Date and Time Feature Extraction
Learners will decompose datetime columns into year, month, day-of-week, hour, and cyclical sine/cosine encodings that capture periodicity.
Why Raw Timestamps Are Useless
A raw Unix timestamp like 1718784000 or a datetime string like '2024-06-19 14:30:00' contains rich information — the hour of day, day of week, month of year — but a model cannot access that information from the raw value. A linear model sees the timestamp as a single large integer and can only learn that later timestamps predict higher/lower targets, missing all periodic patterns. Feature extraction decomposes the timestamp into meaningful numeric components that models can directly use.

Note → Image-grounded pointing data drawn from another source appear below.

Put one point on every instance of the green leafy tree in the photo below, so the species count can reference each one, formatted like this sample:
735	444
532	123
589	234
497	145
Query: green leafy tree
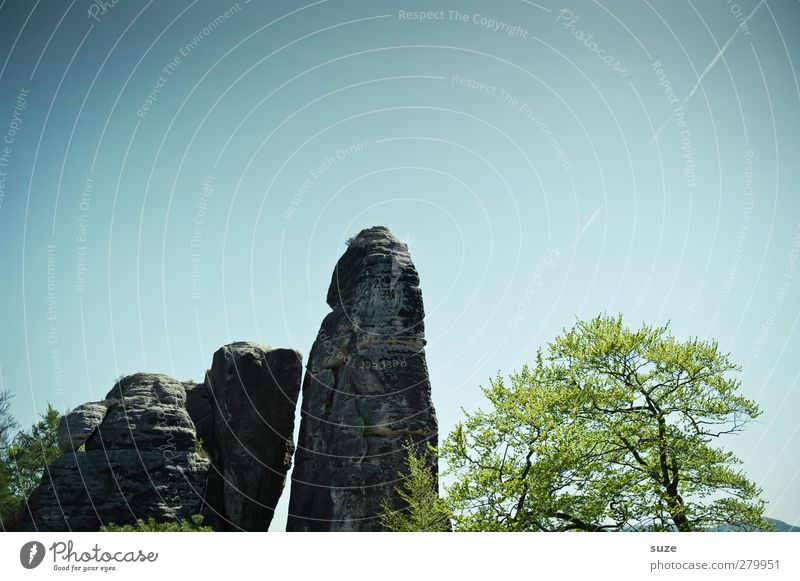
421	509
611	429
193	525
31	452
9	504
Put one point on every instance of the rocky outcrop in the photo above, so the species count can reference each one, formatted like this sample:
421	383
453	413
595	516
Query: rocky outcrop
77	426
251	391
140	461
366	390
157	447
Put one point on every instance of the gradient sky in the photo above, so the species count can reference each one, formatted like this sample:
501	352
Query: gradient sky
179	177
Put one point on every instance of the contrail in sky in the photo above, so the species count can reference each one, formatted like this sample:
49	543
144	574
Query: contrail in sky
711	65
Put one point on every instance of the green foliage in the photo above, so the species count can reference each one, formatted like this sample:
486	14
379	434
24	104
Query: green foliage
31	452
612	429
10	505
193	525
421	508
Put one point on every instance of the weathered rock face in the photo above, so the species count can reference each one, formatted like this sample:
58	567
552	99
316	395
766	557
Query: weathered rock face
366	391
252	391
142	456
139	461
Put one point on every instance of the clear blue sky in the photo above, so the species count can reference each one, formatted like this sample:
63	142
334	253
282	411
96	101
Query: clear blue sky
179	177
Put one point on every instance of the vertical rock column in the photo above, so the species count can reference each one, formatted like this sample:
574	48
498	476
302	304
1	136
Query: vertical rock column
244	412
366	390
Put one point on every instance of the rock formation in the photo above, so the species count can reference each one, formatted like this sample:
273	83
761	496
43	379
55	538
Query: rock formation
366	390
251	392
140	460
157	447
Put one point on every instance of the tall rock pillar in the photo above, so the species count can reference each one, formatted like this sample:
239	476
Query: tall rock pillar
366	390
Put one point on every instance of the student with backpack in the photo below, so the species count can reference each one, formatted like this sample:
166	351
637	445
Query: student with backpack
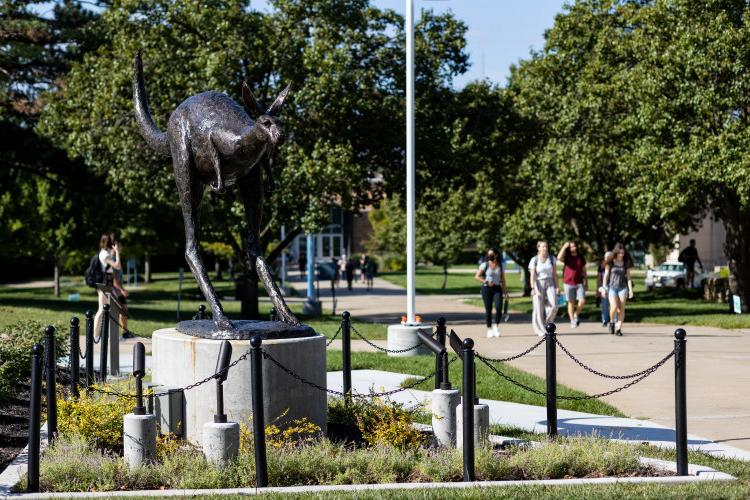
544	288
492	277
109	260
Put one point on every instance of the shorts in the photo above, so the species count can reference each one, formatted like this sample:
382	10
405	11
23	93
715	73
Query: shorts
614	293
574	292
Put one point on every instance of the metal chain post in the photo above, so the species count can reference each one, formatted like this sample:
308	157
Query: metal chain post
551	381
440	333
51	364
680	396
104	338
346	352
35	417
259	426
469	396
74	355
90	348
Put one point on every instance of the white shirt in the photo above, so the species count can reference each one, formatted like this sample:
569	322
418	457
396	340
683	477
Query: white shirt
103	256
544	270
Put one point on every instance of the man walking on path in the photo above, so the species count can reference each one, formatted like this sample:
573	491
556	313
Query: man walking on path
689	256
574	280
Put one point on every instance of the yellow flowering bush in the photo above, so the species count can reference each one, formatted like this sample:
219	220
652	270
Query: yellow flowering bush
96	417
298	431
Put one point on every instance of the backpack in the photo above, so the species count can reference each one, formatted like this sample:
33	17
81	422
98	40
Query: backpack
94	273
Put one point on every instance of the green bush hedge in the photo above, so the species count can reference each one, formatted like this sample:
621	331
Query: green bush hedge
16	341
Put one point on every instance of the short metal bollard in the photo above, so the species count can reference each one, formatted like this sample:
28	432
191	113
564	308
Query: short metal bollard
259	426
51	365
104	340
346	352
201	314
35	417
90	379
680	400
139	427
440	334
75	350
221	439
444	398
551	381
468	408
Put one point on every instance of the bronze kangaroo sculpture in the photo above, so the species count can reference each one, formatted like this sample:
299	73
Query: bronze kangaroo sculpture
213	142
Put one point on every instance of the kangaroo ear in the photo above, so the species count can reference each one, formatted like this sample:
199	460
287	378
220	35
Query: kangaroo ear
252	106
275	108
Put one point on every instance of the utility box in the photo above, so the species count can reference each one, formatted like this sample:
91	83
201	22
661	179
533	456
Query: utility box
169	409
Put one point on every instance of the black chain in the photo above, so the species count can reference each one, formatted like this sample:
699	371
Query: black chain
646	373
524	353
604	375
334	337
342	394
383	349
184	389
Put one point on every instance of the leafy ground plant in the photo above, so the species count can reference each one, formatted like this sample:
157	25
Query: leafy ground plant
73	463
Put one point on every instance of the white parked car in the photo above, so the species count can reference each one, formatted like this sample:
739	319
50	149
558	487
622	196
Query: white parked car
670	274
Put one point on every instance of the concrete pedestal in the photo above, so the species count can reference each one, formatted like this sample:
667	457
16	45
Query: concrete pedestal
443	407
481	424
139	439
221	442
181	360
401	337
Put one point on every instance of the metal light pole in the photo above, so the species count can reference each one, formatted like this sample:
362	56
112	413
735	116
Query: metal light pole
410	235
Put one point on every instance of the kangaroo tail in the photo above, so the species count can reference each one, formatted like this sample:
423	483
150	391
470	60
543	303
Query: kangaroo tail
150	132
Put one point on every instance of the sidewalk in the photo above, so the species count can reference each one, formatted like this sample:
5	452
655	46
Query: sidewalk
533	418
718	360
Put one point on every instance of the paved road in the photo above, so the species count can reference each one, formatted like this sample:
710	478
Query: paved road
718	360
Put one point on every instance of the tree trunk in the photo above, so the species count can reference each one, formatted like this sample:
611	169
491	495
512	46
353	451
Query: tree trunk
737	248
217	269
147	268
249	290
57	280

Parsing Datetime Columns with Pandas
Always parse date/time strings to pd.Timestamp or datetime64 dtype using pd.to_datetime() before extracting features. Once parsed, Pandas provides a .dt accessor with dozens of attributes: .dt.year, .dt.month, .dt.day, .dt.hour, .dt.minute, .dt.dayofweek (0=Monday), .dt.dayofyear, .dt.quarter, .dt.is_weekend, and more. Each attribute becomes a new integer column in your feature matrix.
import pandas as pd
dates = pd.Series(['2024-01-15 08:30:00', '2024-06-21 17:45:00', '2024-12-25 12:00:00'])
dts = pd.to_datetime(dates)
df = pd.DataFrame({
'year': dts.dt.year,
'month': dts.dt.month,
'day': dts.dt.day,
'hour': dts.dt.hour,
'dayofweek': dts.dt.dayofweek, # 0=Mon, 6=Sun
'quarter': dts.dt.quarter,
'is_weekend': (dts.dt.dayofweek >= 5).astype(int)
})
print(df.to_string())